Field of the Invention
The present invention relates to a bowing measurement method and apparatus for measuring the amount of bowing of a silicon substrate, a sapphire substrate, and other single-crystal substrates.
Description of the Related Art
In recent years, attention has been directed toward GaN (gallium nitride), AlN (aluminum nitride), SiC (silicon carbide), and other wide-bandgap semiconductor materials. For example, the following semiconductor parts have been receiving attention:
(1) A part used in an LED (light emitting diode) and formed of a single-crystal structure made of GaN deposited on a single-crystal sapphire substrate (GaN/sapphire);
(2) A part used in a power device and formed of a single-crystal structure made of GaN deposited on a single-crystal silicon (Si) substrate (GaN/Si);
(3) A part used in a frequency filler that is an SAW (surface acoustic wave) device and formed of a single-crystal structure made of AlN deposited on a single-crystal Si substrate (AlN/Si); and
(4) A part used in a power device and formed of a single-crystal structure made of SiC deposited on an appropriate single-crystal substrate.

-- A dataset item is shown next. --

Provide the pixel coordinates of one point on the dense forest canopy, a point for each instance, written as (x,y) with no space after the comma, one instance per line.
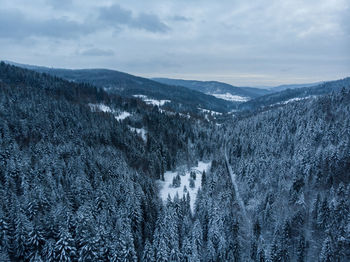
(81,185)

A single-crystal structure made of a semiconductor material or any other material deposited on a single-crystal substrate as described above desirably has a precisely flat surface. In practice, however, a crystal growth process or an epitaxial film formation process causes a single-crystal substrate to have bowing in some cases. When the single-crystal substrate has bowing, the bowing may affect device characteristics of a final product and cause a problem in using a process technology for manufacturing a final product (that is, technology for forming a variety of elements on a substrate).
Since whether or not a single-crystal substrate has bowing greatly affects characteristics of a final product manufactured based on the single-crystal substrate, it is very important to evaluate the amount of bowing.
A laser-beam-based method has been known as a method for measuring the amount of bowing of a single-crystal substrate (Non-Patent Citation 1, for example). The method includes irradiating a specimen surface with a plurality of collimated laser beams, measuring the position of each of the laser beams reflected off the specimen surface, and evaluating the amount of bowing of the specimen based on the distribution of the positions. In the conventional laser-beam-based method for measuring the amount of bowing, however, the exterior appearance of a target object is observed, but the amount of bowing of a crystal lattice plane of a single-crystal substrate is not measured.
As a method that allows measurement of the amount of bowing itself of a crystal plane, Patent Citations 1 and 2, for example, disclose conventional X-ray-based measurement methods. The conventional measurement methods include the steps of irradiating a surface of a target object with X-rays in a position under measurement to acquire a rocking curve and determining a peak position of the rocking curve. The methods further include moving the X-rays and the target object relative to each other and carrying out the same steps on one or more positions under measurement to determine a peak position of a rocking curve in each of the positions under measurement. The methods finally include calculating the curvature radius (that is, the amount of bowing) of the single-crystal substrate based on how the peak position of the rocking curve changes when the position under measurement is changed.
FIG. 11A shows an example of the relationship between the bowing and the curvature radius. Specifically, the amount of bowing is the distance C from the line that connects both ends of a measured area A of a single-crystal substrate 101. The horizontal axes of FIGS. 11B and 11C represent the curvature radius R corresponding to the bowing C. In FIGS. 11B and 11C, the vertical axes represent the amount of bowing C, and the horizontal axes represent the curvature radius R.